Black Man Who Wielded Flamethrower During White Nationalist Rally in Charlottesville is Arrested

Jenny Jarvie, Los Angeles Times

Corey Long, the black man who wielded an improvised flamethrower against white nationalists two months ago at a violent far-right rally in Charlottesville, Va.—an incident captured in a photo that went viral—has become the second black counterprotester in two days to be arrested in relation to the rally.

Charlottesville police investigators arrested Long, 23, of Culpeper, Va., Friday on charges of assault and battery and disorderly conduct — a move that is likely to draw strong criticism from anti-racism advocates who have accused law enforcement of not acting swiftly enough to quell the violence that broke out during the August rally or to arrest a group of white men who were videotaped beating another black counterprotester, DeAndre Harris.

Lt. Stephen Upman, a Charlottesville police spokesman, said the disorderly conduct charge is related to the makeshift flamethrower and the assault and battery charge is related to a separate skirmish during the rally.
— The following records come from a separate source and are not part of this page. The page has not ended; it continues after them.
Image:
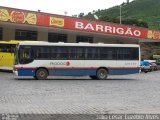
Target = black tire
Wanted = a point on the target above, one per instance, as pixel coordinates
(41, 74)
(102, 74)
(35, 77)
(93, 77)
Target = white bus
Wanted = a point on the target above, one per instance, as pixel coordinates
(43, 59)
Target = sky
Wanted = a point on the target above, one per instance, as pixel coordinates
(62, 7)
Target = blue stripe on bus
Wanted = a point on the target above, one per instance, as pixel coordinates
(26, 72)
(76, 72)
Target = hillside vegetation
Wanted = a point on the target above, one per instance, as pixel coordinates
(143, 13)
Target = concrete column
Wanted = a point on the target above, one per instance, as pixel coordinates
(71, 38)
(8, 33)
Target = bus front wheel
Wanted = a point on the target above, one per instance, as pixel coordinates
(41, 74)
(102, 74)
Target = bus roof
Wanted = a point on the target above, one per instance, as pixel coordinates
(45, 43)
(12, 41)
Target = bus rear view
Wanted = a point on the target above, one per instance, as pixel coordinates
(43, 59)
A series of confrontations took place in Charlottesville Aug. 12 when hundreds of white supremacists gathered for a Unite the Right rally to protest the city’s plan to take down a statue of Confederate Gen. Robert E. Lee.

After a 32-year-old woman, Heather Heyer, died and 19 were injured after a car rammed into a crowd of counterdemonstrators, President Trump provoked outrage by blaming some of the violence on anti-racist protesters.

“What about the ‘alt-left’ that came charging at, as you say, the ‘alt-right?’” Trump said at a news conference at Trump Tower a few days after the incident. “Do they have any semblance of guilt? … “You had a group on one side that was bad. And you had a group on the other side that was also very violent. And nobody wants to say that, but I’ll say it right now.”


Long was widely celebrated by anti-racism advocates after a photographer for the Associated Press captured him wielding a makeshift flamethrower, fashioned, he told the Root, by holding a lighter to a can of spray paint a white nationalist had thrown at him earlier.

“This graceful man has appropriated not only the flames of white-supremacist bigotry but also the debauched, rhetorical fire of Trump, who gloated, earlier this week, that he would respond to a foreign threat with ‘fire and fury,’” Doreen St. Félix, a staff writer for the New Yorker, wrote. “The resistance has its fire, too.”